RENÚNCIA.
Certa vez Joseph Safra convidou o jornalista Roberto Marinho para que, juntos, constituíssem uma grande instituição financeira de varejo no Brasil.
"- Meu caro amigo, declino do seu convite, penso que me saio bem no que faço - disse o jornalista fundador da Rede Globo".
Dizem que os capazes em renunciar viverão mais, simplesmente, por que não se angustiam à toa, não se pré-ocupam com idiotices ou pequenas frustrações.
Pois enfrentarei a renúncia.
Além de querer viver mais, eu quero viver melhor as coisas próximas a mim, do que gosto.
Pois, então.
Renuncio ao despertador e aos relógios. Nem precisava, pois quase não durmo e nunca me atraso aos encontros. Marcaram uma reunião comigo para o dia 2 de junho, às dez horas da manhã, em Curitiba. Estarei lá.
Renuncio aos regimes, pois não engordarei se comer o tanto dos passarinhos, assim, posso tudo. As minhas preferidas costeladas só comerei a de corte borboleta.
Renuncio às fortunas, pois já sou afortunado com a família que tenho, desde os parentes mais próximos aos distantes. Em nossa família, de ambos os lados, não há nenhum membro que me envergonhe, isso é uma graça divina.
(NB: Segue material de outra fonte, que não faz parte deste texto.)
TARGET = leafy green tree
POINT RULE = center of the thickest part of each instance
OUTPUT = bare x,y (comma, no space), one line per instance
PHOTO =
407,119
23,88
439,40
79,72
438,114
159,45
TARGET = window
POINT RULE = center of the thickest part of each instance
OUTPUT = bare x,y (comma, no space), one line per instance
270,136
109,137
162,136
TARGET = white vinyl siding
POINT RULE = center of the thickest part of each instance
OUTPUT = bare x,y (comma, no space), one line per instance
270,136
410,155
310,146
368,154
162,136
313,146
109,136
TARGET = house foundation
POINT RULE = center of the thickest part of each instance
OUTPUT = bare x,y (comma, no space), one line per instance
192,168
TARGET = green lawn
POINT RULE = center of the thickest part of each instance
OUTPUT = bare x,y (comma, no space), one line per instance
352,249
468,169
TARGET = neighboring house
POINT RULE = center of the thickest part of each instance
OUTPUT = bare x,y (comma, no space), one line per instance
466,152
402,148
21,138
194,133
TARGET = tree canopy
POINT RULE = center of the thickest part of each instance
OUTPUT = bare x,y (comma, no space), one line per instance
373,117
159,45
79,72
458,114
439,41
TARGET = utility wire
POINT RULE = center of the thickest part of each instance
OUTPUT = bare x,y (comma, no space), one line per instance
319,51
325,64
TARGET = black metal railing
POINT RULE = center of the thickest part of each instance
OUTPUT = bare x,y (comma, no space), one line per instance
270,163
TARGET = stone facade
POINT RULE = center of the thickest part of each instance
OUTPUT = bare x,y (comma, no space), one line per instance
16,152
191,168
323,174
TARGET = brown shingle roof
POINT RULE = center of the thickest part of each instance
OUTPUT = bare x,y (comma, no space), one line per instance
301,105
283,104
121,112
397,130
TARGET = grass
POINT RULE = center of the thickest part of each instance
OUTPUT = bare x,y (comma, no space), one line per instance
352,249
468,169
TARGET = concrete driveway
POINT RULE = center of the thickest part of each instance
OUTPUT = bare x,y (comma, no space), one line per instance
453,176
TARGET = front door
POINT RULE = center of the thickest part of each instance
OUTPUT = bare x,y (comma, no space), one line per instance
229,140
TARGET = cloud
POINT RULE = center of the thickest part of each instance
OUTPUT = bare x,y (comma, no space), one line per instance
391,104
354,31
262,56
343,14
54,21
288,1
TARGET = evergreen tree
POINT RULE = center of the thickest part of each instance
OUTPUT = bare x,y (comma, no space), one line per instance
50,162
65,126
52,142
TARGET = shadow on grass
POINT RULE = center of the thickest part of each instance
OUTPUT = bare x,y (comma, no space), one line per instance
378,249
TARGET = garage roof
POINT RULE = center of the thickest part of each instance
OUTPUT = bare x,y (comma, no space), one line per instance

Não sei se a recíproca é verdadeira, acredito que sim, pois faço o possível para ser bom, no entanto, renuncio a minha dúvida de que eu poderia ser alguém melhor, sou o que pude ser.
Renuncio às cachaças sem limão, a cerveja sem álcool, ao uísque nacional, aos vinhos ruins - os bons sou dependente de convites - renuncio aos copos rasos. Renuncio beber sozinho.
Renuncio à organização excessiva e a preocupação do porquê não retornam meus telefonemas - se sou chato, mesmo que às vezes para conseguir algo tenhamos que dar mais uma volta com a chave na fechadura, seja necessário. Sob meus protestos, renunciarei a isto, também.
Renuncio a me deixar envolver com problemas que não me dizem respeito, principalmente, àqueles que não me trazem ganhos imediatos. Renuncio a encheção de saco.
Renuncio a assistir filme ruim até o fim, a ouvir ou ver péssimas criações artísticas e a aceitar conselhos de quem não é batateiro e quer falar de batatas comigo.
Renuncio a conversar com quem não sonha.
Renuncio a investir em ações de companhias mal administradas, renuncio a certeza de ganhar sempre na bolsa, e renuncio ao conservadorismo neste negócio, se risco é sua maior componente, arriscarei, mas tanto quanto eu nem sinta a perda.
Renuncio a escrever sobre a realidade da vida, crônicas e criticas, quero a magia dos contos.
Renuncio a preencher o meu tempo o tempo todo com estudos e verdades sofismadas, nem as minhas muito menos a dos outros. O meu tempo livre desejo nada além do que estar com minha família. Então, para sossegar de vez por causa dos meus filhos e minha senhoura renuncio a preguiça porque há necessidade de levá-los da banda de cá para acolá o dia inteiro e mais um pouco
Renuncio à infelicidade, à hipocrisia, à eternidade terrena, pois a morte chegará, renunciam-me à juventude, então, renuncio ao fora do meu alcance, o pensar que tudo posso.